# My 7th Composition



## Phil loves classical (Feb 8, 2017)

Not easy listening here. My foray into a new system. Anyone can figure out which?






Ok, first version was pretty incoherent. Here is an improved version.


----------



## David OByrne (Dec 1, 2016)

Cool atonal piece


----------



## Phil loves classical (Feb 8, 2017)

David OByrne said:


> Cool atonal piece


thanks man, but it is actually tonal, even though quite dissonant. 

middle section still needs work at least in my playing.


----------



## paulc (Apr 18, 2011)

Phil, of everything you've posted I like this the most. 

Sounds moody. Dissonant, but not too out there harmonically. I wonder if you could extend the length, I'd like to hear more!


----------



## Phil loves classical (Feb 8, 2017)

paulc said:


> Phil, of everything you've posted I like this the most.
> 
> Sounds moody. Dissonant, but not too out there harmonically. I wonder if you could extend the length, I'd like to hear more!

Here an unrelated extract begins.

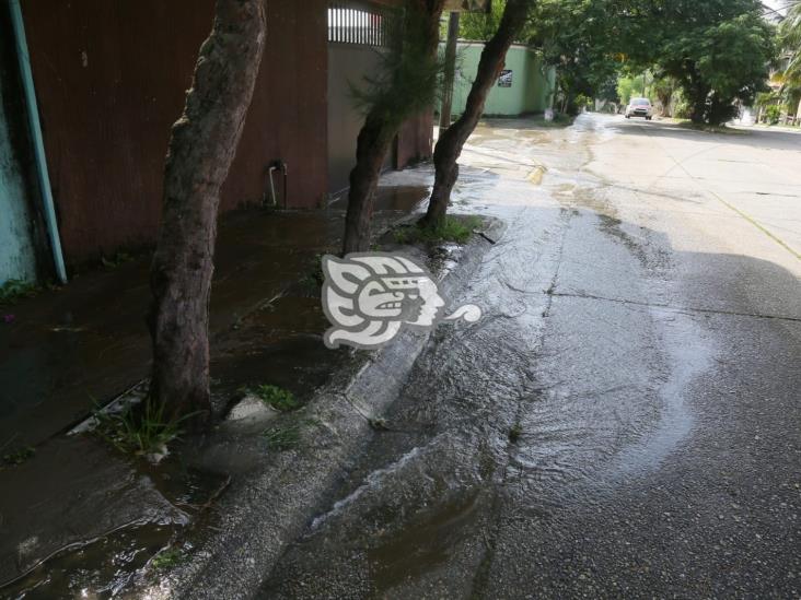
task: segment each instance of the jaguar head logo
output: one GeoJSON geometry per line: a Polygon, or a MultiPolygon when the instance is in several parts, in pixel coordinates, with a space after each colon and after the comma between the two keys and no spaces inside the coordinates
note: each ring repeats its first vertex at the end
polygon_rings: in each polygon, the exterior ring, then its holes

thanks man. I'll try. Have to rework the middle a bit with the timing.


----------



## Phil loves classical (Feb 8, 2017)

ok, added a full bar  with a new idea in the middle to develop it to a false climax. and fixed up the timing a bit.


----------



## paulc (Apr 18, 2011)

Woo-hoo, an extra bar. 

Sounds good!


----------



## Captainnumber36 (Jan 19, 2017)

Good playing/execution. I was hoping for something more eventful to happen, but it's a nice idea you have here.


----------